Ketua Program Studi Ilmu dan Industri Peternakan, Ir. Tri Satya Mastuti Widi, S.Pt., MP., M.Sc., Ph.D., IPM., ASEAN Eng., atau yang biasa disapa Vitri, menegaskan sebagai universitas kerakyatan UGM termasuk di dalamnya Fapet UGM selalu terbuka bagi siapa pun yang akan menempuh studi di UGM.
Vitri tidak hanya mendukung Siham, tetapi juga menyuarakan pentingnya pendekatan 'customized' terhadap mahasiswa difabel di UGM. Sosialisasi dan lingkungan kampus yang ramah terhadap keberagaman menjadi kunci dalam mendukung keberhasilan akademik dan sosial mahasiswa seperti Siham.
“Tidak hanya Siham, ada penderita Autism Asperger lain yang juga mendapatkan pendampingan khusus dari Prodi dan pembimbing. Selain itu, ada mahasiswa tuli dan tunadaksa juga yang saat ini telah lulus,” kata Vitri dilansir dari website resmi UGM.
Vitri di beberapa kesempatan juga memberikan sosialisasi kepada civitas lainnya agar memahami kondisi mahasiswa difabel dan turut memberikan dukungan tidak langsung kepada para mahasiswa. Hal itu bisa dilakukan misalnya dengan menciptakan lingkungan kampus yang ramah dan supportif, seperti menumbuhkan kesadaran dan penerimaan terkait mahasiswa berkebutuhan khusus.

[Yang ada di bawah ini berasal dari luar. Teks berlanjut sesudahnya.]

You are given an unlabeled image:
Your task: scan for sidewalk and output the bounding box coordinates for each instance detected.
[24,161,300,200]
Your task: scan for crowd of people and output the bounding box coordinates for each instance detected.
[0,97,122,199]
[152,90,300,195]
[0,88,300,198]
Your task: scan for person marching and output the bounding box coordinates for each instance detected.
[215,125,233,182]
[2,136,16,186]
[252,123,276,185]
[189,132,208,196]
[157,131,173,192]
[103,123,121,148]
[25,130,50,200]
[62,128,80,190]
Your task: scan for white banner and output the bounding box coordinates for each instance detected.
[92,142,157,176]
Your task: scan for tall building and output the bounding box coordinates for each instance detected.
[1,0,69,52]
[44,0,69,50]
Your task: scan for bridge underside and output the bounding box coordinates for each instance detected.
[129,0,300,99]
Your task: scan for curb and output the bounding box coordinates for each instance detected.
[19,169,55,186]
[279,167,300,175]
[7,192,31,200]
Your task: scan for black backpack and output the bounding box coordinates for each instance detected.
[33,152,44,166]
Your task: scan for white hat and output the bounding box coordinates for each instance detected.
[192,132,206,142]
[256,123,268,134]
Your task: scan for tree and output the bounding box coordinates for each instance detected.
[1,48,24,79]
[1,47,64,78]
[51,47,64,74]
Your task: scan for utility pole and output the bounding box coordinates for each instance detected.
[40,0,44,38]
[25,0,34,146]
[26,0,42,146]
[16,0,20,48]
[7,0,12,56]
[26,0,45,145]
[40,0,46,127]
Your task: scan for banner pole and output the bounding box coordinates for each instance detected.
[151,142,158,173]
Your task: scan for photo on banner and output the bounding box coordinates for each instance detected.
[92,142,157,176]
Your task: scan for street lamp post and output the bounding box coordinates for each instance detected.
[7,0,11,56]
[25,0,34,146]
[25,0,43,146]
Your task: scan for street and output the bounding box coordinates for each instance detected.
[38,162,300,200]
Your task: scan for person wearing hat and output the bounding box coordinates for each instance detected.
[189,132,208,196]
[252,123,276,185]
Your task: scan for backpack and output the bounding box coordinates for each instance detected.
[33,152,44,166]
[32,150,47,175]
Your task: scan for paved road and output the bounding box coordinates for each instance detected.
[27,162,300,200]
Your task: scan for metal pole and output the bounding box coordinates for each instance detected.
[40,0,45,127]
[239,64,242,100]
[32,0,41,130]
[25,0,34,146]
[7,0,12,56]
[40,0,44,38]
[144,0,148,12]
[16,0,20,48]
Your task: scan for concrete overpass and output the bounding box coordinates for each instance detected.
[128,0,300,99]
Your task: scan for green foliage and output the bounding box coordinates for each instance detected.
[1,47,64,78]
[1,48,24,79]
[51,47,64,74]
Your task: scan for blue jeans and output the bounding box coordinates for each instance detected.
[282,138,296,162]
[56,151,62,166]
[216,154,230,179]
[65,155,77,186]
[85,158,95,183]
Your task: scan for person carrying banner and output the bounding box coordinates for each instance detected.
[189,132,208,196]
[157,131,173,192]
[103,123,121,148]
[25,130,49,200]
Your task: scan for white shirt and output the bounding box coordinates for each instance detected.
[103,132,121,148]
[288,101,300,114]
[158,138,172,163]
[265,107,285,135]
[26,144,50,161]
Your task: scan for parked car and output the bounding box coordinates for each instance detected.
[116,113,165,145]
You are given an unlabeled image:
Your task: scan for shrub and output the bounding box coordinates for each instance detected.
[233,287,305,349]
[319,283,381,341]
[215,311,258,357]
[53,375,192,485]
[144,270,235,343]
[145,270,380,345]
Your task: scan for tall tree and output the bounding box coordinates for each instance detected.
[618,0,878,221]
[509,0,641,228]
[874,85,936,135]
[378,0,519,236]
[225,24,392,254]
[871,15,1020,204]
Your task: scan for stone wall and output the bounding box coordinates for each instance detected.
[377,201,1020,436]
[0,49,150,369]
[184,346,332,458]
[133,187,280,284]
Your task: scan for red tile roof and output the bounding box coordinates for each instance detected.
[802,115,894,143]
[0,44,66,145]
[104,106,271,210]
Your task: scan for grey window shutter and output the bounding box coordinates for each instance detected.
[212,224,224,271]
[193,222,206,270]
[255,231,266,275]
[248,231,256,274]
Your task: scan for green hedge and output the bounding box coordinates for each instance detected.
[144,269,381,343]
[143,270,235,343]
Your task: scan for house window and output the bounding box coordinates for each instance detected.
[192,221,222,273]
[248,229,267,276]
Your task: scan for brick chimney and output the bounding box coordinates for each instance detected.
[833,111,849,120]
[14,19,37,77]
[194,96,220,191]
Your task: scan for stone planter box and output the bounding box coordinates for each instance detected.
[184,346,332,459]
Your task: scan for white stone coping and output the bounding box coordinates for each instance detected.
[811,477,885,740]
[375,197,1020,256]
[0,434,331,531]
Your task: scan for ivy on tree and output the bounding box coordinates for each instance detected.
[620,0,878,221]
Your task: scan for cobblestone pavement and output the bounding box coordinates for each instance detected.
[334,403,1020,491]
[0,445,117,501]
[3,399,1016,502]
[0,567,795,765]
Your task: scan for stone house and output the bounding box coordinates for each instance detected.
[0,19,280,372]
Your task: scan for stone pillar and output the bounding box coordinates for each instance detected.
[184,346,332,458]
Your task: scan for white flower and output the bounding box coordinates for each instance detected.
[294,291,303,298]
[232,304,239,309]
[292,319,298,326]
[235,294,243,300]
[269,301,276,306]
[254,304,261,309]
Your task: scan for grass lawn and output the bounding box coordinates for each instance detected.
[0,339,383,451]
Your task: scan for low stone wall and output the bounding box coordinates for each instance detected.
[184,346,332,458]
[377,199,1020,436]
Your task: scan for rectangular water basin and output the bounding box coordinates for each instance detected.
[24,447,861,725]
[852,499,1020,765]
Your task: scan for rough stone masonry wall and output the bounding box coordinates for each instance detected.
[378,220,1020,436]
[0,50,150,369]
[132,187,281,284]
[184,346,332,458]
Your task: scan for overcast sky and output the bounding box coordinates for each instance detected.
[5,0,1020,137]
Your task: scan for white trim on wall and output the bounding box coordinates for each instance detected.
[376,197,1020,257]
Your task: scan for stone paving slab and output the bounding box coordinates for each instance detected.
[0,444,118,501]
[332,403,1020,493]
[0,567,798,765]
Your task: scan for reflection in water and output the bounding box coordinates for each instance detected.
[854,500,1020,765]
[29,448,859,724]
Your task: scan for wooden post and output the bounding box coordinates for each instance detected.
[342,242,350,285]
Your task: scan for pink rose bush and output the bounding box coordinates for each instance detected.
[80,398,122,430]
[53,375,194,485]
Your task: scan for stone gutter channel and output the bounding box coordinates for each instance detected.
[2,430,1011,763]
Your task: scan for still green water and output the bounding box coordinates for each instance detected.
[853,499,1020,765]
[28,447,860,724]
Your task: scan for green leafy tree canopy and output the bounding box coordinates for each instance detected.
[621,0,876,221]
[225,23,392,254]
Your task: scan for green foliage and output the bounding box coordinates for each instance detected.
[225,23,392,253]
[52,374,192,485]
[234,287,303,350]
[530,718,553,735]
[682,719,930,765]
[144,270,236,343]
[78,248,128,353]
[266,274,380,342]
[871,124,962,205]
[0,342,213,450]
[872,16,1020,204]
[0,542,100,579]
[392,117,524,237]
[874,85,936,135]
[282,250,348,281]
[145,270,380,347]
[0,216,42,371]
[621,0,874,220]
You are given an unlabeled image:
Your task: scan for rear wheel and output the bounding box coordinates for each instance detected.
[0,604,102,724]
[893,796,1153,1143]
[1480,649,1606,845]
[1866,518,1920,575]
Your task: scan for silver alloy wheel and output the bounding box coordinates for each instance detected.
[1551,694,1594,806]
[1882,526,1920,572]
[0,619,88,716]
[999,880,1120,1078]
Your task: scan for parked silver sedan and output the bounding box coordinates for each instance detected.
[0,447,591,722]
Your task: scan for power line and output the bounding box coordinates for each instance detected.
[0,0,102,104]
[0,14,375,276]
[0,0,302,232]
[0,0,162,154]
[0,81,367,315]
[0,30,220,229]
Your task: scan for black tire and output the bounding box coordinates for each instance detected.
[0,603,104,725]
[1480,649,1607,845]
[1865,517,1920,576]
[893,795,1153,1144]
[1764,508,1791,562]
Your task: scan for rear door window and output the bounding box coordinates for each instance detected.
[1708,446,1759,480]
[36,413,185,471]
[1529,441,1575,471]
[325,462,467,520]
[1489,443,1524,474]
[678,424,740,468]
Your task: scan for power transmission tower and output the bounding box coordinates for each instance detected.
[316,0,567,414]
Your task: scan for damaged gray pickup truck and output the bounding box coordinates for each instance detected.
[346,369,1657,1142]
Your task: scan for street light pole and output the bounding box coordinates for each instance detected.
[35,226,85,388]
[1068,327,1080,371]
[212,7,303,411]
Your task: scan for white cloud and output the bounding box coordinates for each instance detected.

“Pendekatan yang dilakukan terhadap mahasiswa-mahasiswa difabel memang bersifat ‘customized’ tergantung kebutuhan mereka. Komunikasi yang intensif dengan keluarga dan pembimbing akademik mahasiswa-mahasiswa tersebut juga diperlukan sehingga kondisi mereka baik fisik maupun mental selalu terpantau,” pungkasnya.